Evdeki hesaba uymayan durum, iletişim teknolojisi, sosyal medyada günümüz dünyasında alınmış yollarda, güdümlü medya ne kadar etkin kullanılırsa kullanılsın, hele de ikili seçmenlik ilişkileri söz konusuyken, içeride kendi seçmenine başka, dışarıda izlenen politikalarda tersine oyunların, tuzakların sahneye konulması ile ortaya çıkan sorunlarda... Erdoğan liderliğinin FETÖ’cülerle ortaklıklı iktidarları süreçleriyle hesaplaşmadan yoluna devam edebilmeye yönelik siyasal destek beklentileri ile AB sağ siyasetinin liderleri için geçerli, en çok dini inançlar odaklı, sonuç olarak Erdoğan’ın ataklarıyla simgeleştiği çıkışlarda...

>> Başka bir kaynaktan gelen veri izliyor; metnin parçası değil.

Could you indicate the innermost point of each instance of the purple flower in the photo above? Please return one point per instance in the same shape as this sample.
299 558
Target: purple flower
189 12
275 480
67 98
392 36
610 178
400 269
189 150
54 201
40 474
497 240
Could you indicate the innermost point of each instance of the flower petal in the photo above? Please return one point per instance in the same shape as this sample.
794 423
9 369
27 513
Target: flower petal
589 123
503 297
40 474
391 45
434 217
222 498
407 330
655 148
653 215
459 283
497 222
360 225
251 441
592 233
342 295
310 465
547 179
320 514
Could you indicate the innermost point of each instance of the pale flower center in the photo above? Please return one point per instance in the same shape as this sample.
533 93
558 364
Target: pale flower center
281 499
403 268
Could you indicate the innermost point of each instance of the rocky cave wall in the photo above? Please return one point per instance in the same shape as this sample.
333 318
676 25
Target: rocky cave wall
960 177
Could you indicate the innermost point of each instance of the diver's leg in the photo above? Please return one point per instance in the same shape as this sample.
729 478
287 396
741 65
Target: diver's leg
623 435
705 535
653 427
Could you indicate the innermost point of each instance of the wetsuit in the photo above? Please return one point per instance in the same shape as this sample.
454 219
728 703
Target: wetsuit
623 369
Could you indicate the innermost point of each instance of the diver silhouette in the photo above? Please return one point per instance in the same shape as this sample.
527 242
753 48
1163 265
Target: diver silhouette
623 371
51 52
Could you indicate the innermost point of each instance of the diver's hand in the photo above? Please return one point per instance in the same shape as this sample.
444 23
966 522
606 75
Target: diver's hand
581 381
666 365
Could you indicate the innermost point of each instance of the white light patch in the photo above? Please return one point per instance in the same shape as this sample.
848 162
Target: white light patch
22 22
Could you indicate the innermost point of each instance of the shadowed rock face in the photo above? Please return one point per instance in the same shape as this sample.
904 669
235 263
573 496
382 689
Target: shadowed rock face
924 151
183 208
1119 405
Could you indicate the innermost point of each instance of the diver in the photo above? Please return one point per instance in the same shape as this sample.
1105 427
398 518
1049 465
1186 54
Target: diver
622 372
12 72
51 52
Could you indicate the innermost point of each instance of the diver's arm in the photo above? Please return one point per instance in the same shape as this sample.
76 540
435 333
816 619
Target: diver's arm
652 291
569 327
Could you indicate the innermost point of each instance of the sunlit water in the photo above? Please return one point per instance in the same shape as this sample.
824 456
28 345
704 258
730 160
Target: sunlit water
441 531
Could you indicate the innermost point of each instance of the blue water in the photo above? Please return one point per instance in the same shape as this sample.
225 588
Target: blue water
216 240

Referandum kampanyalarında Almanya’daki seçmenlerine dönük seçim kampanyası yapma zorlamaları, FETÖ’cülerin iadelerine ilişkin restleri, önceden kestirilemeyen, dozu öngörülmemiş çıkışları AB, Almanya sağ liderleri için seçim kaybettirebilecek tehdit algısı yaratınca, Türkiye’deki üstlerin kullanılmaları üzerinden tartışmalar ile Alman vatandaşı, yandaşı konumunda isimlerin tutuklanmaları da tuz biber olunca, Türkiye’ye dönük siyasetleriyle, Türkiye’ye çok daha ağır tuzaklar kurmuş, oyunlar, çelişkiler içindeki ABD ile Türkiye’nin çıkar çatışmalarından daha beter bir çatışmacı tablo Türkiye ile AB en çok da Almanya ilişkilerinde gündeme girmiş oldu.

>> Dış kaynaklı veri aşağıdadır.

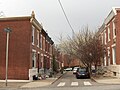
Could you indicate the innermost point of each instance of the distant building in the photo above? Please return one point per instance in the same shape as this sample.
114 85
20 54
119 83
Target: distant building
30 48
110 37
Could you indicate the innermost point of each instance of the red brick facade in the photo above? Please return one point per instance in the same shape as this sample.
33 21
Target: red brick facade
21 49
110 37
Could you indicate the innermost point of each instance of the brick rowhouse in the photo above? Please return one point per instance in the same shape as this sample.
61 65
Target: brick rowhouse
26 47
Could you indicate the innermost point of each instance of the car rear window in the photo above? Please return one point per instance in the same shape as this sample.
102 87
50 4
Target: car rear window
82 69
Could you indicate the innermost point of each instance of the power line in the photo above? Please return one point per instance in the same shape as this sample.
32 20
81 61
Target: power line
66 17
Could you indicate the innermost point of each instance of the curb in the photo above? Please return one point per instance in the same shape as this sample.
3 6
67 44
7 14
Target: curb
58 78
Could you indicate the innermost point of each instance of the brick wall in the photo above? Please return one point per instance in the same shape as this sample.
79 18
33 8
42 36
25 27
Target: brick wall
19 49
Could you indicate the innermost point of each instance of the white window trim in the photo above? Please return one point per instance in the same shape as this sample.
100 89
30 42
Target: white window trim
108 33
114 61
113 23
33 34
105 61
38 41
34 51
105 37
41 42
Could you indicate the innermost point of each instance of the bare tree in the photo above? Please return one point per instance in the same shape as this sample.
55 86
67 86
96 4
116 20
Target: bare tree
85 46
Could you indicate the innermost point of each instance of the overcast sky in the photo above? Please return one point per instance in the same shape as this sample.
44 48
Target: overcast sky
48 12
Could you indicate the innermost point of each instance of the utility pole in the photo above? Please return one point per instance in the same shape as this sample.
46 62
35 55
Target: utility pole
7 30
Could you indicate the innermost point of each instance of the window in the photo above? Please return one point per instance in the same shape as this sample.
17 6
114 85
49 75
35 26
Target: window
105 37
33 31
105 60
114 30
102 38
108 33
38 39
33 59
114 54
108 56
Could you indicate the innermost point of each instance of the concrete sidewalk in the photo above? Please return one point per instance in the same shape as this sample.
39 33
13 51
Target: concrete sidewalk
33 84
39 83
106 80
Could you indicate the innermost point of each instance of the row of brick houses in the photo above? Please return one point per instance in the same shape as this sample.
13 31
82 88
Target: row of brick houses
30 48
110 37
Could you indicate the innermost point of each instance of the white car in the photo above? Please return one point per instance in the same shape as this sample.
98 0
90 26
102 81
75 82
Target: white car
68 69
75 69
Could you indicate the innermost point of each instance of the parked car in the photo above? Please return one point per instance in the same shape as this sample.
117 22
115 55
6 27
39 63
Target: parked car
75 69
82 73
68 69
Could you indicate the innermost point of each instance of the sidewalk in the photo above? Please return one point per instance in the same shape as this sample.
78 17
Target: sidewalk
106 80
34 84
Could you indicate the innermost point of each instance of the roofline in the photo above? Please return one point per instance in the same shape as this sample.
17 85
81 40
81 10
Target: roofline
15 18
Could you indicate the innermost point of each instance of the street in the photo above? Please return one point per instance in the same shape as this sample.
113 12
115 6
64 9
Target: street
68 81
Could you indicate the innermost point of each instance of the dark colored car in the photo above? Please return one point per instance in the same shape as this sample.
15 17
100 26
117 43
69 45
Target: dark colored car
82 73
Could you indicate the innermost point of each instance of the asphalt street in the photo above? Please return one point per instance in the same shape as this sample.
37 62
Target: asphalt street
69 82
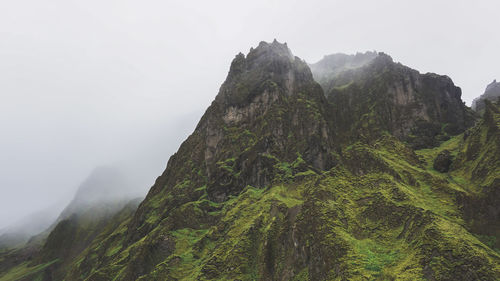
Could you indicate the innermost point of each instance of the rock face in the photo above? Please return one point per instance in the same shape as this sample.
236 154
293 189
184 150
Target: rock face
492 93
421 109
282 182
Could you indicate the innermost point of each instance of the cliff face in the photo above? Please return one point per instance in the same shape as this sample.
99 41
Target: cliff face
380 95
492 93
282 182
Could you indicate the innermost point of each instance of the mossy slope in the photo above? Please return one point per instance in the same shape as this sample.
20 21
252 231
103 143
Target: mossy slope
271 186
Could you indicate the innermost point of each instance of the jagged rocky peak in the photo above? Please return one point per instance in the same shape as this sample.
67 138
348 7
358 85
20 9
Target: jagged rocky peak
269 66
269 109
491 93
383 95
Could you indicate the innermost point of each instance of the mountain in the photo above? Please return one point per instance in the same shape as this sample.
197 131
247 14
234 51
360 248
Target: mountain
492 93
377 172
380 95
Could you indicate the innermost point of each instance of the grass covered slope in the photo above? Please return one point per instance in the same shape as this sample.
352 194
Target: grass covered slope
271 186
394 218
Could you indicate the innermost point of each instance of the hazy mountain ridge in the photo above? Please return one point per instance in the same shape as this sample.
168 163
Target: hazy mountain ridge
492 93
282 180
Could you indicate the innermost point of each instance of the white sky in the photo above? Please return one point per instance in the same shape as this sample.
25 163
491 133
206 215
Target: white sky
86 83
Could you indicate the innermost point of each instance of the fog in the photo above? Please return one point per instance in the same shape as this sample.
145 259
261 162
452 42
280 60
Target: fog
91 83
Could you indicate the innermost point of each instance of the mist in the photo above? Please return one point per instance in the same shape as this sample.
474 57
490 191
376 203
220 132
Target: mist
85 84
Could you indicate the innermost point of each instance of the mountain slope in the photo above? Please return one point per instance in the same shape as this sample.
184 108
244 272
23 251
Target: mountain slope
273 185
492 93
380 95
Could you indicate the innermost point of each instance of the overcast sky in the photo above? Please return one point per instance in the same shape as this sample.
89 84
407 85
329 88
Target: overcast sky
88 83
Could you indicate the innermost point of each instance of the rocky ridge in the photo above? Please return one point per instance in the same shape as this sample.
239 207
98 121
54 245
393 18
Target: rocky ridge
287 179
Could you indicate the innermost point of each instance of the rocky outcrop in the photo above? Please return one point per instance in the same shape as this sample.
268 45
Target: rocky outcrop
279 183
492 93
422 109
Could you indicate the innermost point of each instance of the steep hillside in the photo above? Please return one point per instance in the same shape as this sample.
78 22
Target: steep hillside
492 93
381 95
282 182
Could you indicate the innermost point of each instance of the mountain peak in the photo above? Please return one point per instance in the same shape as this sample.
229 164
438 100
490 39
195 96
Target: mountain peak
492 93
268 67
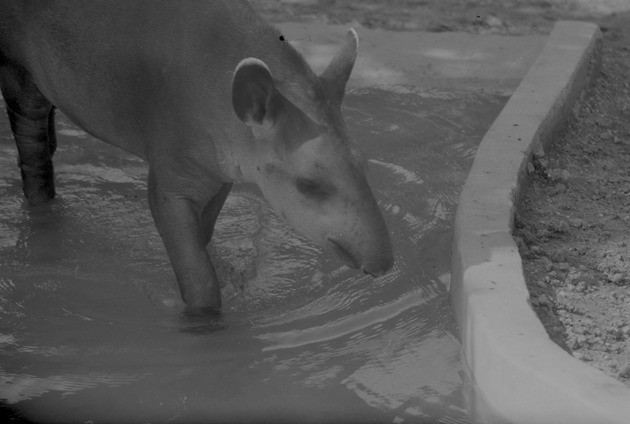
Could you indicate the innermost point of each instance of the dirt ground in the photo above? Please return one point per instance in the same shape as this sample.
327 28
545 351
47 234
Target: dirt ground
573 221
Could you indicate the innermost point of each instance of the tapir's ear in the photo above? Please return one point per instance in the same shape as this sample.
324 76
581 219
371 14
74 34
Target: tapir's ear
257 102
338 71
252 91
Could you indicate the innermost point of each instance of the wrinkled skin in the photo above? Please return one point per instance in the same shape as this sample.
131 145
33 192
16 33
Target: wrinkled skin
209 95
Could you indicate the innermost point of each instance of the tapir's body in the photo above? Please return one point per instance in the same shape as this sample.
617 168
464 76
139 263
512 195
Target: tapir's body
208 94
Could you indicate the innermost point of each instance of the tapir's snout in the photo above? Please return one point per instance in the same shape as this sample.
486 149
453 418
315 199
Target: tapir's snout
376 262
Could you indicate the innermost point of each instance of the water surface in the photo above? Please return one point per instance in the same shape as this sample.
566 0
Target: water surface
91 324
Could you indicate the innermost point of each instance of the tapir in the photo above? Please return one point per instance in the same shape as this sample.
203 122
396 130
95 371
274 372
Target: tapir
208 94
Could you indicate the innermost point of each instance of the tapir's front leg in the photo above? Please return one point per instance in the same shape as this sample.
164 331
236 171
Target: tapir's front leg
186 224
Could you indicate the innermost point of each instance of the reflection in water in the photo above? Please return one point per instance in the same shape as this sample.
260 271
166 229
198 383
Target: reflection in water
89 306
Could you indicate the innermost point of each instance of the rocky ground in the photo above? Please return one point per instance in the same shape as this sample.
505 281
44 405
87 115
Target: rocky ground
573 220
573 224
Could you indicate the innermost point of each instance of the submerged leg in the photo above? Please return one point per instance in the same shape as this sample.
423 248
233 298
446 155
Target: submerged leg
31 115
185 227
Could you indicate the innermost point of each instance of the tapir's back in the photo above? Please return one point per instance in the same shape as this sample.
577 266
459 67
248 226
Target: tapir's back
128 71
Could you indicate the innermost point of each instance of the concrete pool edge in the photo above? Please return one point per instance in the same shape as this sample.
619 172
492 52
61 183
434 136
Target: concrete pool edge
518 372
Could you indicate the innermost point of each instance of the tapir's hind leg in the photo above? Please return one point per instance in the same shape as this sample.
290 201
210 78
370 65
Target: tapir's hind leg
32 121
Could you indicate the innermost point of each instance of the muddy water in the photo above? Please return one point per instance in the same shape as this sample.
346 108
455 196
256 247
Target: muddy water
91 328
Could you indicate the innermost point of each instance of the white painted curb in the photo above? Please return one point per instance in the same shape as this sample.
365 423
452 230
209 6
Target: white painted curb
521 375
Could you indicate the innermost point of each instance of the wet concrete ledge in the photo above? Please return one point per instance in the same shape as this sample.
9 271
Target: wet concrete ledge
520 375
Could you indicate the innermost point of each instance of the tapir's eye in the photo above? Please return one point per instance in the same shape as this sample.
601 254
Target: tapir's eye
312 188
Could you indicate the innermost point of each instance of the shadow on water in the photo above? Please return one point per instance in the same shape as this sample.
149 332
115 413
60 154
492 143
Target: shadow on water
91 323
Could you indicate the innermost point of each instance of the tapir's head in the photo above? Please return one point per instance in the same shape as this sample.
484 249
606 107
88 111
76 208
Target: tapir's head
306 165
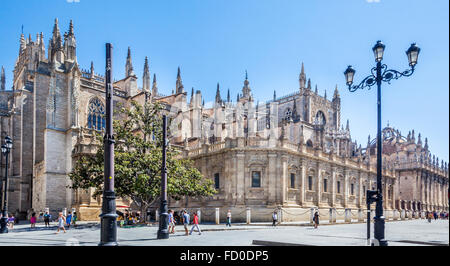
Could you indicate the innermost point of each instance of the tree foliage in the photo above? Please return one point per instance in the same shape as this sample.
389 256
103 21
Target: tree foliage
137 161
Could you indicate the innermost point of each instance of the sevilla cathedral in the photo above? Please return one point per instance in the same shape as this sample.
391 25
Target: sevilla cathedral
292 154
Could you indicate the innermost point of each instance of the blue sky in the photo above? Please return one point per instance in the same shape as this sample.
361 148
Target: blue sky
217 40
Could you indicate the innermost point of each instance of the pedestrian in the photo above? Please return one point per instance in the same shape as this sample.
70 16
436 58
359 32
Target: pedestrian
316 219
171 222
11 221
61 221
274 218
186 222
33 220
69 220
74 219
195 224
228 218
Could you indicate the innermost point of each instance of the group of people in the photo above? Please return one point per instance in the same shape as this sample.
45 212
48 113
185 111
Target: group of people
435 215
186 221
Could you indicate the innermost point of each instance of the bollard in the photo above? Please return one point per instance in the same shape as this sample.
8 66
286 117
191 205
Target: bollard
348 217
217 216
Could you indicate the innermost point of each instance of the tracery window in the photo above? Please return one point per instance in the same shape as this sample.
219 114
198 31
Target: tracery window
96 116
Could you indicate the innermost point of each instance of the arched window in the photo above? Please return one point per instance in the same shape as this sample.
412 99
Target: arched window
96 116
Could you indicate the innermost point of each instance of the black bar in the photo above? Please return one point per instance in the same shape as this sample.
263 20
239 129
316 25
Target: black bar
108 232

Doğrusuna, sınır tanımaz zarar hesaplı tuzaklarına, ABD’nin İslam dünyası, hele de Ortadoğu, BOP projesi hesaplarına, gerçekçi boyutları ile bakıldığında, Atatürk devrimleri ile güçlendirilmiş, Kurtuluş’un üzerine kuruluş savaşları destanı yazılabilmiş laik Cumhuriyet, parlamenter rejim, eksikli gedikli de olsa ayakta tutulmaya çalışılan demokrasimiz, hele de adalet, hukuk devleti düzenimiz, toprak bütünlüğümüze yönelik tehditler yumağında ABD’nin verdiği zararlar yenilir, yutulur gibi değil. Erdoğan liderliğinin Almanya liderliği ile bugünkü sert çatışmaları ise çok daha politik, vitrinde, karşılıklı iç oy hesaplarına, seçmenlerine dönük duygusal...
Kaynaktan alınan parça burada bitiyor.